In acknowledgment of their scientific achievement in the area of applied mathematics and mechanics this year the Richard-von-Mises Price is awarded.
Experimental and numerical study of heterogeneous material behavior in technological processes at different scales
Modern technological processes demand for high performance materials. For such processes, the relation between microstructure, properties and the macroscopic constitutive response is crucial. To interpret and model heterogeneous metallic materials enabling us to design optimal structural properties it is essential to analyze and understand the interactions of different, even competing mechanisms at different length scales. However, the development of various microstructures depending on the chemical composition, loading path and loading rate, makes it a difficult task to elaborate directly comprehensive constitutive models. In this regard it is important to develop and identify sophisticated models for specific mechanisms at the relevant scales and additionally for scale bridging. However, an extended and valid understanding of the different mechanisms can only be obtained in a multidisciplinary context, where experimental observations and model concepts are linked strongly. In this regard, the talk will address different experimental and numerical investigations of heterogeneous materials at different length scales, focusing in particular on the modeling of microstructures, material instabilities as well as its application in technological production processes.

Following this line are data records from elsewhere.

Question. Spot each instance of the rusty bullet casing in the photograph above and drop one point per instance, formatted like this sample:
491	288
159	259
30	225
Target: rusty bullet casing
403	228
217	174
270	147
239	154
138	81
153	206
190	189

Multiscale Dynamics near Instability
Multiscale dynamical systems occur in an extraordinary variety of contexts in the natural sciences and engineering. From the scales of quantum mechanics, chemical reactions, and neurons, up to lasers, fluid dynamics, and celestial mechanics, many applications naturally yield widely differing space and time scales. Frequently, this situation provides a doubled-edged challenge for applied mathematics. On the one hand, having several scales available helps for analytical methods. Reducing phase space, gluing several subsystem results and deriving coarse-grained approximations are frequently possible. These strategies are all helpful for pen-and-paper approaches, which may be impossible for a completely general nonlinear dynamical system. On the other hand, several scales tend to complicate numerical simulation as standardized scientific computing methods may become unstable quickly if systems are stiff, or miss key features on subgrid scales. In this talk I shall outline three deceptively simple situations, where general multiscale aspects, and the role of small parameters in particular, are crucial for theoretical as well as practical results. (I) The first class of problems are fast-slow ordinary differential equations (ODEs) arising in chemical reactions, where substantially differing reaction rates induce multiple time scales. In this context, the main task is to analyse non-stationary reactions producing oscillations. (II) The second class of problems arises in mathematical biology as well as phase-field models, among many other disciplines. In this context, nonlocal partial differential equations (PDEs) with small nonlocality are of key interest for pattern formation. (III) The last example will be drawn from stochastic differential equations (SDEs) with small noise. In many dynamical systems with noise, one has observed in various sciences, that early-warnings extracted from time series may appear before drastic bifurcation-induced transitions. This observation is the motivation to provide a suitable mathematical analysis. The common theme among our examples is the problem of disentangling multiscale dynamics near an instability. One may simply not neglect small effects once the main driving terms are only marginally stable in a mathematical model. This causes a very challenging multi-parameter problem. In particular, we are actually facing a 'curse-of-instability', which requires higher-dimensional models and accompanying novel mathematical analysis.